Старуха, словно заклиная, крестила подушки:
— Совет да любовь, совет да любовь…
Неразговорчивый хозяин «Пух-перо» сказал соседу:
— Счастье девке, голую берут.
Мне этого разъяснять не требовалось — жизнь не щадила моих детских глаз и ушей. На родной моей улице я видела, как девушки, вчерашние подростки, дочери слесарей, плотников и вдов-чиновниц с восьмирублевой пенсией, доставались хромым, лысым, дуракам и пьяницам. Последней на моих глазах вышла за гнилозубого бакалейщика наша соседка Настя, дочь кочегара на паровозе. Высокая, с пышной грудью, с малиновым румянцем на тугих щеках, она мыла полы для будущего торжества, но не пела, как обычно, а злобно и страстно приговаривала:
— Только начни он чепляться, так и зарежу, вот те крест — зарежу.
И я верила, что у Насти хватит силы зарезать.

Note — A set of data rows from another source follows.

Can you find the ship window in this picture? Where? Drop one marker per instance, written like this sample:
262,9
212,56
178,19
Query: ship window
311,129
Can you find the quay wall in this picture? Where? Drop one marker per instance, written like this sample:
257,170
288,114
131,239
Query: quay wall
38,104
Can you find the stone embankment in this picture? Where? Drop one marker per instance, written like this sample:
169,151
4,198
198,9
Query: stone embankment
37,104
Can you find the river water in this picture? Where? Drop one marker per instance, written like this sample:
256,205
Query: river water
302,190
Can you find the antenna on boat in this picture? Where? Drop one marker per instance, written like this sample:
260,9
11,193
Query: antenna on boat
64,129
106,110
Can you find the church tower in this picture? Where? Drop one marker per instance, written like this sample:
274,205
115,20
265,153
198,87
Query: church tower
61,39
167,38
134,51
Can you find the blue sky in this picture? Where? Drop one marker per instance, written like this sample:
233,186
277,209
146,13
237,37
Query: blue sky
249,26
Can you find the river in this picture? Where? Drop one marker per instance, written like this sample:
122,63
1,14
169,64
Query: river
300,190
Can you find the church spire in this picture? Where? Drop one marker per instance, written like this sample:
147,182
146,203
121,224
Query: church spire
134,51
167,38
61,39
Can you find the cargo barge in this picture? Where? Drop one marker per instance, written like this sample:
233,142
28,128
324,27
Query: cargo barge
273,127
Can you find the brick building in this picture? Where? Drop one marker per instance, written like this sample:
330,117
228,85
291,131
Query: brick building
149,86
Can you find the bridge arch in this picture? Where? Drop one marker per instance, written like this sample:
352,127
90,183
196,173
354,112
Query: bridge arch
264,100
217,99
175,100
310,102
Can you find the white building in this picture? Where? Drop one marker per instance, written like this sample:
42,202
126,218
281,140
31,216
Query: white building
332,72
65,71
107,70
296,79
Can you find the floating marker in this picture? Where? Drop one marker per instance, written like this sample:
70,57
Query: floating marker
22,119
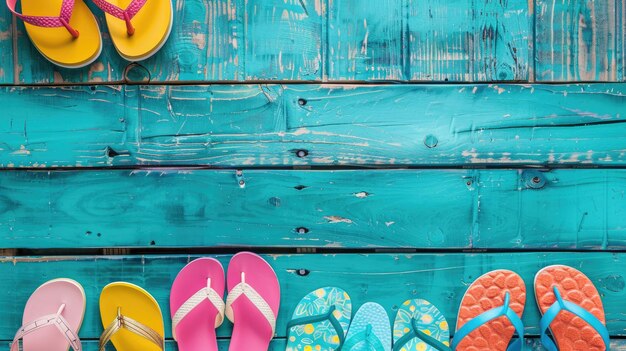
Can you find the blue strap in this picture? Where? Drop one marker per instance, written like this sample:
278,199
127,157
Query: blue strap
365,336
328,316
416,333
562,305
488,316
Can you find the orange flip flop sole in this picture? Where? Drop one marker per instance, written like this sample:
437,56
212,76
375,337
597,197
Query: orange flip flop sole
568,331
485,293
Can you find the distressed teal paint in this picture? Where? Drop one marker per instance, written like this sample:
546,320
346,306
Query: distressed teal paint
576,40
467,40
6,46
510,209
309,40
279,344
264,125
365,42
284,39
384,278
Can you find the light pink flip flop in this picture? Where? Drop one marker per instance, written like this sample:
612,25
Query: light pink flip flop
252,303
52,317
197,305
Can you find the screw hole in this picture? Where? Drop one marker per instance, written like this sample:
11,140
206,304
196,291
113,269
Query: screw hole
303,272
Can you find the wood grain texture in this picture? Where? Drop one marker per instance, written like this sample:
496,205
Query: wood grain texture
566,209
468,40
312,40
284,39
6,46
366,40
576,40
384,278
279,344
265,125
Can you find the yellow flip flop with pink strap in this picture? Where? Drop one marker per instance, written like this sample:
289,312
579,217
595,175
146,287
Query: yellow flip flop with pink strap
138,28
64,31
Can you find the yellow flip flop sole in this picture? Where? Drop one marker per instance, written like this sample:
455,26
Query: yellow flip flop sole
152,24
56,44
139,311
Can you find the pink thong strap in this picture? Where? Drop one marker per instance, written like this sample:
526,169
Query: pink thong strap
63,20
123,14
52,319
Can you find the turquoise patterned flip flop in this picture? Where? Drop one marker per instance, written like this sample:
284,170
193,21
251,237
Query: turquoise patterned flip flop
320,321
370,330
420,326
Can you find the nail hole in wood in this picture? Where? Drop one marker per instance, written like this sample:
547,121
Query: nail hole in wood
302,230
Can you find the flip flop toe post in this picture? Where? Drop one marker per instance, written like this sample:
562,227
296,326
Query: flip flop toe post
131,318
197,305
572,310
252,302
52,318
138,28
491,312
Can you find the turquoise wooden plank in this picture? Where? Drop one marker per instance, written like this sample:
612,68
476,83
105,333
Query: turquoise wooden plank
388,279
280,344
6,47
506,209
468,40
576,40
265,125
284,39
365,40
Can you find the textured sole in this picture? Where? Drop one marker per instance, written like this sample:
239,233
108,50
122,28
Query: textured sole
570,332
485,293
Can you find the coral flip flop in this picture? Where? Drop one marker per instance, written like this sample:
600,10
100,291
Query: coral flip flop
64,31
370,330
320,321
491,313
197,305
138,28
572,310
52,318
131,318
252,303
419,325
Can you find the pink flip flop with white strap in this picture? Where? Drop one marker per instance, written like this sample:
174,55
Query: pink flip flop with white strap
197,305
52,318
252,303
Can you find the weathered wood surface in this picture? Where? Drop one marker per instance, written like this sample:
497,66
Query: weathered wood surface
477,40
265,125
384,278
6,46
279,344
467,40
581,209
576,40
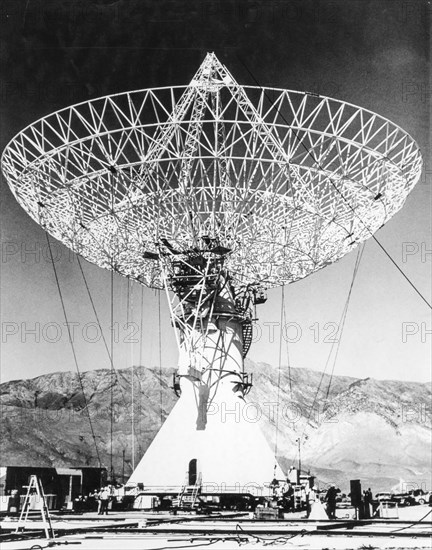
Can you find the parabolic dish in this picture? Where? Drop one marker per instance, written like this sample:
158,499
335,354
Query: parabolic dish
288,181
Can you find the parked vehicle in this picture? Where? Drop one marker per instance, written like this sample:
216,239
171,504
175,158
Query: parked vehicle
403,499
383,497
420,496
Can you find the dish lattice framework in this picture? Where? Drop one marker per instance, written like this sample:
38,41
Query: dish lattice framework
288,181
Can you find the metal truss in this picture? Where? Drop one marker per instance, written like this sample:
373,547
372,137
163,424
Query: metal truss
203,296
288,181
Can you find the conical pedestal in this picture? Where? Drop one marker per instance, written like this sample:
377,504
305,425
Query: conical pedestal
231,455
212,436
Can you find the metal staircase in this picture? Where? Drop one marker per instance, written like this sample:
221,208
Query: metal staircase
35,500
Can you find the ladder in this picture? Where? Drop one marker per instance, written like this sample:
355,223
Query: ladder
189,494
247,336
35,492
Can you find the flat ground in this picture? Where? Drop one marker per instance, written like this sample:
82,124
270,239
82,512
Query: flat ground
150,531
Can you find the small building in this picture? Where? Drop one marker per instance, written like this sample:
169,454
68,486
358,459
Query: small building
61,485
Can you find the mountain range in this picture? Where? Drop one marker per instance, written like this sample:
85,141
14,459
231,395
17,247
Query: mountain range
378,431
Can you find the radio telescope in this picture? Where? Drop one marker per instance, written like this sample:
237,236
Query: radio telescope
215,192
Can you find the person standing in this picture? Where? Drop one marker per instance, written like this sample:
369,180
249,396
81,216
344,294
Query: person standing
331,502
104,499
368,504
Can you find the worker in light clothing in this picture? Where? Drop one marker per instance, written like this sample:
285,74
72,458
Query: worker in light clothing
310,498
104,496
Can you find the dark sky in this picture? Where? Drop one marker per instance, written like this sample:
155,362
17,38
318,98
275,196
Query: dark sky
371,53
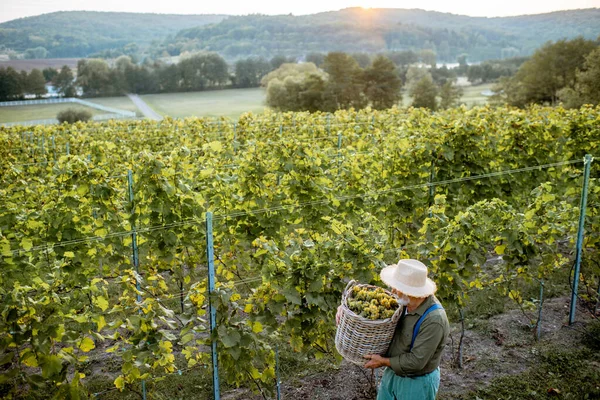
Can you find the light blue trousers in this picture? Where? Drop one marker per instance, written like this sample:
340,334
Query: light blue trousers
394,387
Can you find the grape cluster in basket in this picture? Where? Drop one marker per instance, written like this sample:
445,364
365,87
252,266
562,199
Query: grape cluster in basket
372,303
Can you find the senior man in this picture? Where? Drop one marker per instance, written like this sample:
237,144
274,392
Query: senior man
413,358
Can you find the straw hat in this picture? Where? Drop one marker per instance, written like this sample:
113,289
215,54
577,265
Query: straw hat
409,277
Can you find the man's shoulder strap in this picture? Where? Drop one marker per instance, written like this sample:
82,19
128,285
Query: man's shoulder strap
431,308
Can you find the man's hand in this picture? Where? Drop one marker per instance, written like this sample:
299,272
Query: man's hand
338,316
376,361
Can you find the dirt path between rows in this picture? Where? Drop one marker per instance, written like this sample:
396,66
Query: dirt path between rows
144,108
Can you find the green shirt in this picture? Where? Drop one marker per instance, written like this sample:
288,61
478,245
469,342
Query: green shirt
429,344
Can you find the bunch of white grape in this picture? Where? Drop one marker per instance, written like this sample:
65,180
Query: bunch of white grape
372,303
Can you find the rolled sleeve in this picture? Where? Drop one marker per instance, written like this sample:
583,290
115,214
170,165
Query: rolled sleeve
412,363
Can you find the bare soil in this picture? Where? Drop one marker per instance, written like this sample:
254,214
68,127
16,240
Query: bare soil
502,345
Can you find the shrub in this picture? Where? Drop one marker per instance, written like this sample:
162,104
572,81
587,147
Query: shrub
72,115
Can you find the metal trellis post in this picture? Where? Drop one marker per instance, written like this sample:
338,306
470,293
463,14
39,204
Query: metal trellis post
539,322
339,148
213,312
136,260
277,372
586,181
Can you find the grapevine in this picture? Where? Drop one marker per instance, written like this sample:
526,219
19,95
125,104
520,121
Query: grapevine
302,203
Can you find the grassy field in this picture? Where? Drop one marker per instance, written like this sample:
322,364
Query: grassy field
122,102
42,111
471,96
28,65
215,103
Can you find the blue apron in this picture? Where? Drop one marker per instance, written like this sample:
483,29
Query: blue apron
394,387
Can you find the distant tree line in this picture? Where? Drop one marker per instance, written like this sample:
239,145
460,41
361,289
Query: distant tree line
339,81
566,71
16,85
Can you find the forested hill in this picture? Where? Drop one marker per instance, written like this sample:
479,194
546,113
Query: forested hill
87,33
81,33
376,30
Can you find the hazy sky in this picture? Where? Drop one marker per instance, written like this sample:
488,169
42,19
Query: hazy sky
12,9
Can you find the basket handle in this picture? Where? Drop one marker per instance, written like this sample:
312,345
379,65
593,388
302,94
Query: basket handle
345,292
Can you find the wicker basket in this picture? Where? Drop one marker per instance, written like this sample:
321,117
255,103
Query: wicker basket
357,336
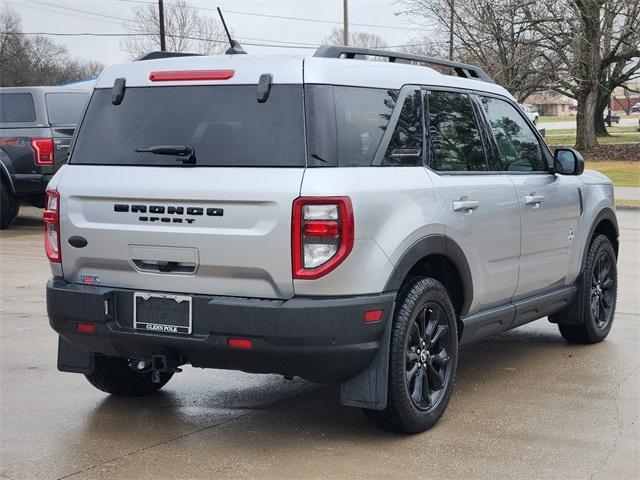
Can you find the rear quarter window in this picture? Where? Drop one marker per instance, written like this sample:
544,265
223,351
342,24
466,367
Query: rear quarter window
17,108
65,108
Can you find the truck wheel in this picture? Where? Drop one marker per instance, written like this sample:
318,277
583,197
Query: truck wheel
423,358
114,375
9,207
600,285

Но девушка в белом платьице с розовыми горошинками слишком хрупка, чтобы справиться с грузным, большим человеком, который, наверно, гордо сидит сейчас рядом с ней в извозчичьей пролетке. Своей тяжелой рукой он охраняет пирамиды голубых, как это равнодушное полуденное небо, подушек; легкомысленную думку, которая злит его, он сунул под мышку, как нашалившего котенка.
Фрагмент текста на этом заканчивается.